Doherty had experience of this before Adolescence, with last year’s play Closing Time, the final part of the Death of England trilogy (which began in 2014 as a Guardian-commissioned microplay), in which race, class and what it means to be British was explored, all performed on a stage resembling the St George’s cross. This was the summer that England flags appeared, amid a surge of rightwing support. “I wish we were doing [the play] now,” says Doherty. “I love period dramas, but there is something so necessary about putting on pieces of work that are culturally present.” It was an unnerving experience, she says of her role as Carly, “playing someone who didn’t think they were racist. I had to present as someone completely unaware of these things that they were saying, and my own true self was having to be squashed. I wasn’t in a great place after playing that character.” But it taught her, she says, that “you do have to get out of your own way and tell the stories that need to be told at that moment in time”.

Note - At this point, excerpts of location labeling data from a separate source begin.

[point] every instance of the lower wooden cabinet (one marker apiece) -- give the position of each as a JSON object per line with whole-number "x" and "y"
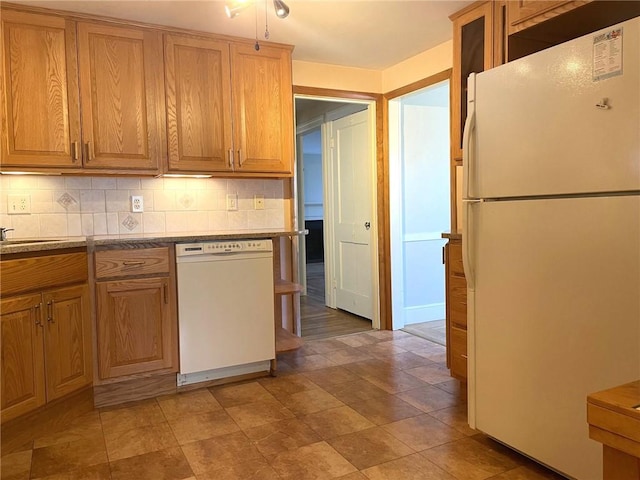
{"x": 134, "y": 326}
{"x": 136, "y": 312}
{"x": 45, "y": 336}
{"x": 456, "y": 324}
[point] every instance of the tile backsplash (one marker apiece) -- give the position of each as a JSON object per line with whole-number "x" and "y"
{"x": 84, "y": 206}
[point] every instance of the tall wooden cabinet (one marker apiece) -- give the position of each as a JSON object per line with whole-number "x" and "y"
{"x": 229, "y": 107}
{"x": 80, "y": 97}
{"x": 46, "y": 330}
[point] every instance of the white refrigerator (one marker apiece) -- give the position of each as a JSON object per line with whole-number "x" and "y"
{"x": 551, "y": 243}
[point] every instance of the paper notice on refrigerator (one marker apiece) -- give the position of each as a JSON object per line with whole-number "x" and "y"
{"x": 607, "y": 54}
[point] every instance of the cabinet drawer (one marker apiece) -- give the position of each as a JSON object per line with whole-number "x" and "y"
{"x": 27, "y": 274}
{"x": 118, "y": 263}
{"x": 458, "y": 301}
{"x": 458, "y": 353}
{"x": 455, "y": 259}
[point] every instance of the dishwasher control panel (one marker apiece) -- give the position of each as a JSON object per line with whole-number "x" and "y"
{"x": 222, "y": 247}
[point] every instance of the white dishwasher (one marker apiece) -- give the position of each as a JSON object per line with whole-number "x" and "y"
{"x": 225, "y": 308}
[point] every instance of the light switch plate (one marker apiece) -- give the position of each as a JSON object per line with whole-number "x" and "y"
{"x": 18, "y": 204}
{"x": 232, "y": 201}
{"x": 137, "y": 203}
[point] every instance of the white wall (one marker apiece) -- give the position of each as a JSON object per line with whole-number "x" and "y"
{"x": 83, "y": 206}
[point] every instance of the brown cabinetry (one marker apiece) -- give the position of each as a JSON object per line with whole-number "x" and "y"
{"x": 136, "y": 311}
{"x": 229, "y": 107}
{"x": 54, "y": 69}
{"x": 456, "y": 322}
{"x": 46, "y": 334}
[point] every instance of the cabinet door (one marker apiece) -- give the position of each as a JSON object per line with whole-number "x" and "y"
{"x": 121, "y": 87}
{"x": 198, "y": 93}
{"x": 135, "y": 327}
{"x": 262, "y": 109}
{"x": 40, "y": 114}
{"x": 472, "y": 53}
{"x": 68, "y": 340}
{"x": 22, "y": 346}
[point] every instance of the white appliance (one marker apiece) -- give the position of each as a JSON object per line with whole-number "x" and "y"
{"x": 225, "y": 308}
{"x": 552, "y": 243}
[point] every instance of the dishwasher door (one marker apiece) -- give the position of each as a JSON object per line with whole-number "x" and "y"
{"x": 225, "y": 312}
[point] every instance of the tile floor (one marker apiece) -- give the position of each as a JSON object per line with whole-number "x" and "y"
{"x": 375, "y": 405}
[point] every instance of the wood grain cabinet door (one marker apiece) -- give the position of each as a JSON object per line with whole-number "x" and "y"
{"x": 67, "y": 340}
{"x": 198, "y": 95}
{"x": 121, "y": 86}
{"x": 135, "y": 331}
{"x": 262, "y": 109}
{"x": 22, "y": 366}
{"x": 40, "y": 100}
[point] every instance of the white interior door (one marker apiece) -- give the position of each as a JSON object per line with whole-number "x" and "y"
{"x": 351, "y": 165}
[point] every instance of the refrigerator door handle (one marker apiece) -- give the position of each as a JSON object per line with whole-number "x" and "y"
{"x": 467, "y": 247}
{"x": 469, "y": 129}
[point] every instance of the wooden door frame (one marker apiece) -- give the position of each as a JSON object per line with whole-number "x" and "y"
{"x": 382, "y": 191}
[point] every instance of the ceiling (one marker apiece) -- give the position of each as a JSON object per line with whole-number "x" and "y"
{"x": 357, "y": 33}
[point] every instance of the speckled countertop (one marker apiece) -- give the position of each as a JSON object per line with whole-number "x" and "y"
{"x": 39, "y": 244}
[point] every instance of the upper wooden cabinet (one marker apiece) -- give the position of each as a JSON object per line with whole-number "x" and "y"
{"x": 262, "y": 108}
{"x": 40, "y": 96}
{"x": 54, "y": 69}
{"x": 198, "y": 95}
{"x": 121, "y": 86}
{"x": 229, "y": 107}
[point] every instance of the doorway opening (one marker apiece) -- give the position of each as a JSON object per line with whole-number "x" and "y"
{"x": 419, "y": 201}
{"x": 336, "y": 203}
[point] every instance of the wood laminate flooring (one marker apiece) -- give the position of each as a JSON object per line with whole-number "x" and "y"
{"x": 319, "y": 321}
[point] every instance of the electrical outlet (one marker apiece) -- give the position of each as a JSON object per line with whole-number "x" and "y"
{"x": 232, "y": 201}
{"x": 137, "y": 203}
{"x": 19, "y": 204}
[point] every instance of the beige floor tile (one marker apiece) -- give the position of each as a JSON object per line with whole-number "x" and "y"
{"x": 126, "y": 417}
{"x": 422, "y": 432}
{"x": 310, "y": 401}
{"x": 95, "y": 472}
{"x": 331, "y": 377}
{"x": 430, "y": 373}
{"x": 188, "y": 403}
{"x": 310, "y": 362}
{"x": 370, "y": 447}
{"x": 357, "y": 392}
{"x": 86, "y": 426}
{"x": 318, "y": 461}
{"x": 255, "y": 414}
{"x": 277, "y": 437}
{"x": 283, "y": 386}
{"x": 220, "y": 452}
{"x": 385, "y": 409}
{"x": 16, "y": 466}
{"x": 67, "y": 457}
{"x": 412, "y": 467}
{"x": 233, "y": 395}
{"x": 139, "y": 441}
{"x": 470, "y": 459}
{"x": 202, "y": 426}
{"x": 455, "y": 417}
{"x": 358, "y": 340}
{"x": 337, "y": 421}
{"x": 396, "y": 382}
{"x": 167, "y": 464}
{"x": 428, "y": 398}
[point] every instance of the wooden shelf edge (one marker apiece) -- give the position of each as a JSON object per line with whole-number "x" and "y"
{"x": 286, "y": 341}
{"x": 283, "y": 287}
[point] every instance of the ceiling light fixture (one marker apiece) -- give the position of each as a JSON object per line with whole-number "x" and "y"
{"x": 282, "y": 9}
{"x": 233, "y": 7}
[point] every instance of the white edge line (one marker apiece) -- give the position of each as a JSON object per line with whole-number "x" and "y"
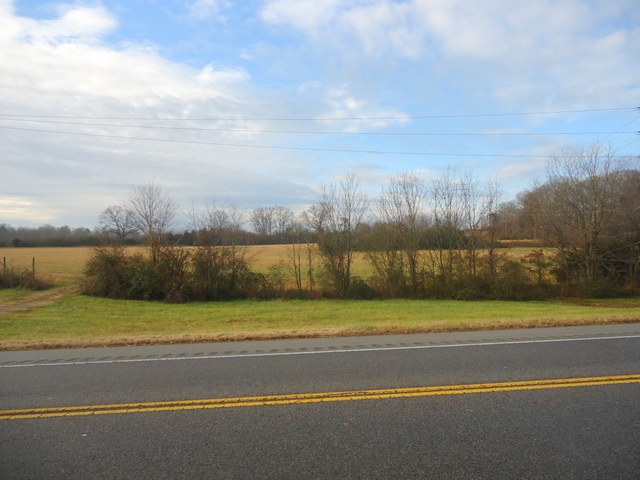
{"x": 316, "y": 352}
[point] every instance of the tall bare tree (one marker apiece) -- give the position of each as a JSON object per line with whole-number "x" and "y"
{"x": 402, "y": 223}
{"x": 335, "y": 219}
{"x": 153, "y": 212}
{"x": 117, "y": 221}
{"x": 581, "y": 205}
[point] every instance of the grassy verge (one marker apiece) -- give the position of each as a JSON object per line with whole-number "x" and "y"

This was also the year Netflix’s “casual viewing” genre got more attention – the shows whose makers know audiences are only half-watching, their eyes also on their phone or something else, and so require simple plots and obvious exposition. Adolescence, with its real-time slowness, intense dialogue and brilliant performances, required concentration. As a huge hit, it shows audiences can be persuaded to put their phones away. Doherty hopes others will follow. “I hate the idea that [the distraction of phones] is going to be a component in a creative mind. That, to me, is like the death of art. So yes, I hope this flies the flag for having faith in our audiences. People don’t want to be spoon-fed and they don’t need to be. We’re way smarter than a lot of stuff out there thinks we are.”

What does she hope is the lasting impact of Adolescence? “I hope that it continues to be talked about,” she says. “Without being a wanky actor, the dream is that you reach through the screen and you speak to people, and so I hope that people keep going back to it, and keep having those conversations.”